We live in a home with an electric heat pump. Those of you whom have them know what I'm talking about when I say that we are never warm in the winter. Never mind that we keep the thermostat set at 62 F. We decided to install a ventless propane log fireplace, not only to supplement the heat pump, but to give us heat in the event of a power outage. On February 5th, the corner of our dining room was empty.
And then the framing started. We're big do-it-yourself-ers here. You learn by doing, and believe me, we've learned. Sometimes that means doing things more than once, but it's all a part of the process.
Not only do we benefit from these projects, but our children do, too. I'm thankful that Verne and I both had parents that did the same. I learned an immense amount just from having to stand at the ready to hand my dad tools or hold a flashlight.
Some of the children enjoy these projects more than others. Collin is ready to help as soon as he hears about the project. He's a great help, really. He and I figured out how many rocks we would need to face the fireplace, and we were right on. This is such a great way to demonstrate the practical aspect of math! Autumn is a huge help, too, and doesn't mind getting her hands dirty.
Framing took one weekend. When your walls aren't perfectly square it creates problems.
The next weekend after all of the framing was up, Verne installed metal lath, and then placed a scratch coat of cement over that. I didn't get pictures that night. I was tired, and went to bed while he stayed up all night to finish.
You might remember that I woke up to this.
Truth be told, I thought it was beautiful, and hated to cover it up.
Verne rested most of the day since the scratch coat had to dry for 24 hours, and then we started again the next evening. Time to hang the rocks! We had never done anything like this before, but did tons of research before we started. We were amazed when the stone actually stuck to the wall.
This turned into an all night party. Verne, Collin, Autumn, and I laid out the patterns of rocks, and took turns buttering and placing them on the wall. It was fun! We sang, we danced, we snacked, and got entirely goofy.

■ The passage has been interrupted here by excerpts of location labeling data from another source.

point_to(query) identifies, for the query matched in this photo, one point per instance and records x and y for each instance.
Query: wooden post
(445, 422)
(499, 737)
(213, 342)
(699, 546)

We couldn't believe how pretty it looked, and that we had actually done this ourselves. Abigail was a big help, too. We finished around noon, having been up all night. There was cement dust everywhere. She, single-handedly, cleaned up, while the rest of us went to bed. I was so thankful to wake up five hours later to a perfectly clean house, with the table set prettily for supper. Never underestimate the power of a young person! Oh, how we praised her, and she beamed!
Next, came the grout. Who knew that it would be so much like cake decorating? Turns out I was very good at this, and so I ended up being the one to complete the job. I wasn't strong enough to squeeze a contractor's grout bag, so I ended up using disposable Wilton cake decorating bags, and they worked beautifully. While I'm happy with the way it turned out, it was a job I didn't enjoy. We tinted the grout, and I think I was allergic to the dye. My hands felt like they were on fire even though I wore gloves. I'm glad that's done!
Verne and I had visited a local Mennonite man about making a mantel. We told him exactly what we wanted, and he explained that he was very busy and probably wouldn't get to it for about 8 weeks. He thought the mantel would be $300. I was shocked, and encouraged Verne to try building it himself. I knew he could do it, and I knew that he wouldn't take 8 weeks.
We bought the lumber last weekend, and Verne got all of the pieces cut. He fastened them together and sanded everything smooth. Over the weekend, he primed and painted everything. Total cost? $110.
And last night, he hung it up.
Start to finish, we did it all. (Tonight he gets to put the baseboard back on!)